Publié le 25 février 2026 à 02:00. Google Labs s’enrichit de ProducerAI, un outil de création musicale basé sur l’intelligence artificielle, promettant de nouvelles perspectives aux artistes et aux amateurs de musique.
La plateforme ProducerAI, soutenue par le duo de musique électronique The Chainsmokers, rejoint officiellement Google Labs. Cette acquisition, annoncée mardi, vise à intégrer les capacités de création musicale assistée par IA de ProducerAI dans la suite d’outils de Google, offrant ainsi aux utilisateurs un nouveau moyen d’explorer leur créativité musicale.
ProducerAI se distingue par sa capacité à transformer des requêtes en langage naturel en compositions musicales. Les utilisateurs peuvent, par exemple, demander la création d’un « rythme lofi », et l’outil génère une piste audio correspondante. Il s’appuie sur le modèle de génération de musique Lyria 3 de Google DeepMind, capable de convertir des textes et des images en sons. Lyria 3 est présenté comme un modèle de pointe dans le domaine de la génération musicale.
Bien que Google ait déjà intégré les capacités de Lyria 3 dans son application phare Gemini la semaine dernière, ProducerAI offre une approche plus collaborative. Selon Elias Roman, directeur principal de la gestion des produits chez Google Labs, l’outil permet aux utilisateurs d’interagir avec l’IA comme avec un véritable partenaire créatif.
« ProducerAI m’a permis de créer de nouvelles manières. J’ai expérimenté de nouveaux mélanges de genres, exprimé ce que je ressens avec des chansons d’anniversaire personnalisées pour mes proches et créé des bandes sonores d’entraînement personnalisées pour moi et mes amis. »
Elias Roman, directeur principal de la gestion des produits, Google Labs
L’intégration de ProducerAI s’inscrit dans un contexte plus large d’exploration de l’IA dans l’industrie musicale. Le rappeur Wyclef Jean a déjà utilisé le modèle Lyria 3 et l’environnement Music AI Sandbox de Google pour enrichir sa récente chanson « De retour d’Abou Dhabi« .
Jeff Chang, directeur de la gestion des produits chez Google DeepMind, souligne l’importance de la curation humaine dans ce processus :
« Il ne s’agit pas simplement d’une machine dans laquelle vous cliquez cent fois sur un bouton, puis vous avez terminé.
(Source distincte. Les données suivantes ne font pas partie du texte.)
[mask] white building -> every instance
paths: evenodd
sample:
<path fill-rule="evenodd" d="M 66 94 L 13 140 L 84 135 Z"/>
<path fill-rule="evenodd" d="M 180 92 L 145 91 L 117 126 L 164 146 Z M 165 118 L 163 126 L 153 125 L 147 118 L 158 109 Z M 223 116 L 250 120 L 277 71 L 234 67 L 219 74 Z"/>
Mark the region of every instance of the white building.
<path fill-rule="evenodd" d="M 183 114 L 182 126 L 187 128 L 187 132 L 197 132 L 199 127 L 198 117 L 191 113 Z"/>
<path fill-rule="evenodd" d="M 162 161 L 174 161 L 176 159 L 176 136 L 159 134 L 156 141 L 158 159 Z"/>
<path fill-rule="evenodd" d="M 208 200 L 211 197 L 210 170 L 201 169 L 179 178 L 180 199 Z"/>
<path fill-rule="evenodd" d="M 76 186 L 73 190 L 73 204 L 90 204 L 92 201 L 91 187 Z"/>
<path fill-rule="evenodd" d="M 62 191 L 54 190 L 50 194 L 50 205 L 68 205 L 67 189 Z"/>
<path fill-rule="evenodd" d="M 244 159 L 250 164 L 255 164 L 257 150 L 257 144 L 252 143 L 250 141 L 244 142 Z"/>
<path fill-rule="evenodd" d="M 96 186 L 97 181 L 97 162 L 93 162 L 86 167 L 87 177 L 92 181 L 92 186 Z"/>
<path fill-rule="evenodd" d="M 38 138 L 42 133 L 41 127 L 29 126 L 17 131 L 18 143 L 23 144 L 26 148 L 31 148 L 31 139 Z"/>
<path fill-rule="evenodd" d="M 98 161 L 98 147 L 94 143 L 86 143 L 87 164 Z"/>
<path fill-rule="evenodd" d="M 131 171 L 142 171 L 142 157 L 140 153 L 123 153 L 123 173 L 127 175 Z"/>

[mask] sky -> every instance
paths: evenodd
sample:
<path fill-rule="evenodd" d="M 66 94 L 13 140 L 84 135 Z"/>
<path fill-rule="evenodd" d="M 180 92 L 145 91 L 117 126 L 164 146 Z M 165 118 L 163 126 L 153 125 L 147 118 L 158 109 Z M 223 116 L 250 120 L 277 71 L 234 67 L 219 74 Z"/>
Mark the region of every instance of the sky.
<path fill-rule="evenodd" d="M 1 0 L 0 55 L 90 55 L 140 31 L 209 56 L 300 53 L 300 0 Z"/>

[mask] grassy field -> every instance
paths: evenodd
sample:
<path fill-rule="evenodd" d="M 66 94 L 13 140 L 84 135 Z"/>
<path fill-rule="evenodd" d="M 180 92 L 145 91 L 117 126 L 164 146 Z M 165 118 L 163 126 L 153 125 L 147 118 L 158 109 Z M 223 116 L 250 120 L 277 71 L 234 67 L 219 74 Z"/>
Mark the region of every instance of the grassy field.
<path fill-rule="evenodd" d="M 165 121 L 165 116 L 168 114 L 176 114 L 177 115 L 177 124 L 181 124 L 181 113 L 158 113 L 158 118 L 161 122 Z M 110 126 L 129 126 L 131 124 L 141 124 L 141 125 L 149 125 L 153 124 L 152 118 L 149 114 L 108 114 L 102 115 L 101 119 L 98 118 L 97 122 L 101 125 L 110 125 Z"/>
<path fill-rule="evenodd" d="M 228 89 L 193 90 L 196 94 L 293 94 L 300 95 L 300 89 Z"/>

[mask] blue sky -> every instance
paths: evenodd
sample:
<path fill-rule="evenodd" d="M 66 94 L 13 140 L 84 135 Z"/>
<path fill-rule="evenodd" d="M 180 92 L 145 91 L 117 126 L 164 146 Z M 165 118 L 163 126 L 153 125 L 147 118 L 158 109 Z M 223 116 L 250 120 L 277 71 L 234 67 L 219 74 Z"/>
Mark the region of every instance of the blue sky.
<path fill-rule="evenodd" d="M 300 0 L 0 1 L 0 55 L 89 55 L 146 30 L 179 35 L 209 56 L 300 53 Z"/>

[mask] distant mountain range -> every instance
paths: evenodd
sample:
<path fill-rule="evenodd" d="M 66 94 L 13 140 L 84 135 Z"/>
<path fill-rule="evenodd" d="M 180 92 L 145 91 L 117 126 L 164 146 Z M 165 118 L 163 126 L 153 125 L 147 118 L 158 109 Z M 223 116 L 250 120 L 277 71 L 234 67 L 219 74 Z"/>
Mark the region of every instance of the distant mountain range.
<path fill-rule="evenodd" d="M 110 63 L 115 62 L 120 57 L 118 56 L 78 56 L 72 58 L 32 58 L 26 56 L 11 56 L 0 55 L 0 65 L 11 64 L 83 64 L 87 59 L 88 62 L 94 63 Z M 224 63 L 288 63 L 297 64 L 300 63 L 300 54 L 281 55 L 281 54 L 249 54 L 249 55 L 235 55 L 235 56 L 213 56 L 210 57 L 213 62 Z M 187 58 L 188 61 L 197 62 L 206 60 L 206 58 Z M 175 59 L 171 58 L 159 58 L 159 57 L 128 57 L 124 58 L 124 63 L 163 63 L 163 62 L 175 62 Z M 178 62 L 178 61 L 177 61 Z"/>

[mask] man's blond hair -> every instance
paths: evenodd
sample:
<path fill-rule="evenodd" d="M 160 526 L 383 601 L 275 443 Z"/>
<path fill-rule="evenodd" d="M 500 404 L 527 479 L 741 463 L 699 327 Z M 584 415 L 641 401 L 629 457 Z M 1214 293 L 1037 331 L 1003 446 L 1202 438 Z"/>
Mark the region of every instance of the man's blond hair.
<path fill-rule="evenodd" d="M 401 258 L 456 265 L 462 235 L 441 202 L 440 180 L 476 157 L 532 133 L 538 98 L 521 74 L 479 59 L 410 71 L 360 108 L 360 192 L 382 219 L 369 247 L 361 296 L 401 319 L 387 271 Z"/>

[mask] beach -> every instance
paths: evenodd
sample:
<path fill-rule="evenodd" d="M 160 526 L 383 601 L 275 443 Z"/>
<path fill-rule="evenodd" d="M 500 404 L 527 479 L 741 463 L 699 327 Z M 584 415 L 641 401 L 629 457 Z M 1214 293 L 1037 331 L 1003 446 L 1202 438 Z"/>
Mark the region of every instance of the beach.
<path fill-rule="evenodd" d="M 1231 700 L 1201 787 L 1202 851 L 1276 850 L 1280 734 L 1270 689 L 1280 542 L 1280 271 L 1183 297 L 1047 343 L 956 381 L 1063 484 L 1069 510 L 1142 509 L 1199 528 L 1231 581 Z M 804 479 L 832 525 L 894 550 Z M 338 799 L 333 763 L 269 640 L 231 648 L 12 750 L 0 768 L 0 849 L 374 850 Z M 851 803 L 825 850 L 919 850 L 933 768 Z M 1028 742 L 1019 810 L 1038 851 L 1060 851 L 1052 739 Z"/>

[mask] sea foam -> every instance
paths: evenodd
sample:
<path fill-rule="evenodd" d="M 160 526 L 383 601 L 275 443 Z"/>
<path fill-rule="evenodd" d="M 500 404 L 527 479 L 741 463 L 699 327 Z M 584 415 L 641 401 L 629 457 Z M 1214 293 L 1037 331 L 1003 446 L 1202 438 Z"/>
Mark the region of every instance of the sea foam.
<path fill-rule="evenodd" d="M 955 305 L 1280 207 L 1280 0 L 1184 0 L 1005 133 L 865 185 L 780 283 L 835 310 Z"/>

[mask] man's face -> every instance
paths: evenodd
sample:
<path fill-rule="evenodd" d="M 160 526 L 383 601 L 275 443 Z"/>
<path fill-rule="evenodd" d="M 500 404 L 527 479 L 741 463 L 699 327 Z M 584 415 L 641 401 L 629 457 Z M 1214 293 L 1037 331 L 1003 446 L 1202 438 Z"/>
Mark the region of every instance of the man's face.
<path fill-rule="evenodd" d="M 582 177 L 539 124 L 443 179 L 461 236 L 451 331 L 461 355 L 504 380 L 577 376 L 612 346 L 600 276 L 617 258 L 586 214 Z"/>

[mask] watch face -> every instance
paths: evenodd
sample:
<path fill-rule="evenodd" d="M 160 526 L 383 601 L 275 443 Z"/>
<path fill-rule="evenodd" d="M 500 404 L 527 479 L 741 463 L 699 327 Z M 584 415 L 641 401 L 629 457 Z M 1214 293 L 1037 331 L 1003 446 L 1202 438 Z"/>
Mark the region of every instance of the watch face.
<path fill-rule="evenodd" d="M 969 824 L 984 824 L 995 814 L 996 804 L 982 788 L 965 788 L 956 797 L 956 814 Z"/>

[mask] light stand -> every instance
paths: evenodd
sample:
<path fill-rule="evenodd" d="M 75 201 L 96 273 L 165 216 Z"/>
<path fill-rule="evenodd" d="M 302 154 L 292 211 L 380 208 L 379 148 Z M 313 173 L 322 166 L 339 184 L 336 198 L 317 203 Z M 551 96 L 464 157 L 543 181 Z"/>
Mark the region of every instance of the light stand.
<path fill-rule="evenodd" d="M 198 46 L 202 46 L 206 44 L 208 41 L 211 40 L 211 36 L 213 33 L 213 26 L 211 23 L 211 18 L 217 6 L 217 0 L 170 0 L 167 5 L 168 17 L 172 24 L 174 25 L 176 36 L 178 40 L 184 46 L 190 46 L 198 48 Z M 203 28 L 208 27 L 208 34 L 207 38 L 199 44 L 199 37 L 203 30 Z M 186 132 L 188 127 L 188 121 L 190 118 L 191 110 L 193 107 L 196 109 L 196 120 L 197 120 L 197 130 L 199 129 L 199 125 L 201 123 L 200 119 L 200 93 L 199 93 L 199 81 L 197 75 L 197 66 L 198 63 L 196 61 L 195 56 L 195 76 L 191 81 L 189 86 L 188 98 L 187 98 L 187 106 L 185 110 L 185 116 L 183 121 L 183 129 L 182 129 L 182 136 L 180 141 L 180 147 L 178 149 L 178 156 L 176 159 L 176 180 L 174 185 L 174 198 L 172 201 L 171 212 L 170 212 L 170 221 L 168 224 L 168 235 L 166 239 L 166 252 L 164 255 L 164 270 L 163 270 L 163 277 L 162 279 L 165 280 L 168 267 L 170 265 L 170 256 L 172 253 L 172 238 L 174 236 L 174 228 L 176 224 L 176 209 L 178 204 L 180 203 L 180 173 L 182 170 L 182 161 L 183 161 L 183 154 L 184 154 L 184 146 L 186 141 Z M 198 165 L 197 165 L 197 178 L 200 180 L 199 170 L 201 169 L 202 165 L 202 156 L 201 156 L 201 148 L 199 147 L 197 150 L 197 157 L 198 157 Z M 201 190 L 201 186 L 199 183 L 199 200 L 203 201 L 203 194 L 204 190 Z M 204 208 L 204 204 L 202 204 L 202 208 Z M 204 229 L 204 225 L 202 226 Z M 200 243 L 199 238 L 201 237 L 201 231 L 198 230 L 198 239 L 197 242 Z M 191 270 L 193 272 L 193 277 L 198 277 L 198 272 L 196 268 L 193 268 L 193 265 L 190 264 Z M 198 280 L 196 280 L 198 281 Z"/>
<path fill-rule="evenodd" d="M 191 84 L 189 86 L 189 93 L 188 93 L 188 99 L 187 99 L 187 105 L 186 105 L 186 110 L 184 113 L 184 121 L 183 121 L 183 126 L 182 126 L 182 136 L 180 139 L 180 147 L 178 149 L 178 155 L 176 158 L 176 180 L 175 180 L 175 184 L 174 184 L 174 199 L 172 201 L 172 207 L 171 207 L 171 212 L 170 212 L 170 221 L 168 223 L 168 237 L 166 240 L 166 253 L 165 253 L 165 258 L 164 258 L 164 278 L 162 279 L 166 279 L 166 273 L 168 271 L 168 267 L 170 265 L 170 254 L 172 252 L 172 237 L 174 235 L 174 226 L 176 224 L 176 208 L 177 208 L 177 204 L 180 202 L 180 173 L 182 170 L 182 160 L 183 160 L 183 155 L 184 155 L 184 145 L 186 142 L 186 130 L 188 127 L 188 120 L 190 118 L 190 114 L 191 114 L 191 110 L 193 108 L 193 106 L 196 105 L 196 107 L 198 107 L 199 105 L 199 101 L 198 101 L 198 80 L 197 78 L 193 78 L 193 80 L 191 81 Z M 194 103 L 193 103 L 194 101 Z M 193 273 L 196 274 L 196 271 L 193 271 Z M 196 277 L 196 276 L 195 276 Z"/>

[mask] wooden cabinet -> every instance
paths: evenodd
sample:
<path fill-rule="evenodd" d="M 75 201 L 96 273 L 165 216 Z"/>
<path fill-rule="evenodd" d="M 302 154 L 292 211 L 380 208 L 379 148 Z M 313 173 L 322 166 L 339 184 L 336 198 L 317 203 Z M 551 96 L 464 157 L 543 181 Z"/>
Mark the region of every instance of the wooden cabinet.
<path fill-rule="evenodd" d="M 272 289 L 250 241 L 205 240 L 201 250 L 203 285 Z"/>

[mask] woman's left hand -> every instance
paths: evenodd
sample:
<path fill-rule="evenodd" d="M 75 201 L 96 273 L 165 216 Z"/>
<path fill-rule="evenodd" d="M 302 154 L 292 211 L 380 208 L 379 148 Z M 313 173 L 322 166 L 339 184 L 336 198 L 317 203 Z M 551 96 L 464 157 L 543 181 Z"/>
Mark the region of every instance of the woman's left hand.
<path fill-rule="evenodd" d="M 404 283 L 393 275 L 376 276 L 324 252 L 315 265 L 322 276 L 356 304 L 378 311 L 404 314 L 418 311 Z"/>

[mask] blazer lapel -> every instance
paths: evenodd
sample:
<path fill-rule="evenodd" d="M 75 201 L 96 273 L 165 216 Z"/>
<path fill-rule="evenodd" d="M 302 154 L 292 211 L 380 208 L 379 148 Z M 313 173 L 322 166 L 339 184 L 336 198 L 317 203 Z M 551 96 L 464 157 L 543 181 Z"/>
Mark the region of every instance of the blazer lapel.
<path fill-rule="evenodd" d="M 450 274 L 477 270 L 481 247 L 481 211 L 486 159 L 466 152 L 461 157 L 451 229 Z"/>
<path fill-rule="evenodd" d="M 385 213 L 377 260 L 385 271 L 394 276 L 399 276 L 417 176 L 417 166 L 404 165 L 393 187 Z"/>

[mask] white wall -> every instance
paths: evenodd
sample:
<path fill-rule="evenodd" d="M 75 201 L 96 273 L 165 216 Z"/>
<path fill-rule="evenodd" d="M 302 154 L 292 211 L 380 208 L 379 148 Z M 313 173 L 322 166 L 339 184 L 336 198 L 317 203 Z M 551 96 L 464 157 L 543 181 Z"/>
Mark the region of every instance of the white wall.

Il s’agit d’une sorte de curation minutieuse dans laquelle vous procédez en disant : « Oh, je pense que c’est quelque chose que nous pouvons utiliser ». »
Jeff Chang, directeur de la gestion des produits, Google DeepMind
Cette annonce intervient alors que l’utilisation de l’IA dans la création musicale suscite des débats. Certains artistes, comme Billie Eilish, Katy Perry et Jon Bon Jovi, se sont opposés à l’utilisation d’outils d’IA, craignant une violation des droits d’auteur et une dévalorisation de la créativité humaine. Des éditeurs de musique ont également poursuivi la société d’IA Anthropic pour utilisation non autorisée d’œuvres protégées par le droit d’auteur.
Cependant, d’autres artistes explorent le potentiel de l’IA pour améliorer la qualité audio et faciliter le processus créatif. Paul McCartney a par exemple utilisé des systèmes de réduction du bruit alimentés par l’IA pour restaurer une démo de John Lennon, donnant naissance à la chanson des Beatles « De temps en temps« , récompensée par un Grammy en 2025. Des artistes émergents, comme Telisha Jones, ont également réussi à percer grâce à la musique générée par l’IA, signant des contrats d’enregistrement à plusieurs millions de dollars.
La question de la légalité de l’utilisation d’œuvres protégées par le droit d’auteur pour l’entraînement des modèles d’IA reste en suspens, un juge fédéral ayant statué que la formation sur des données protégées par le droit d’auteur est légale, mais que le piratage ne l’est pas.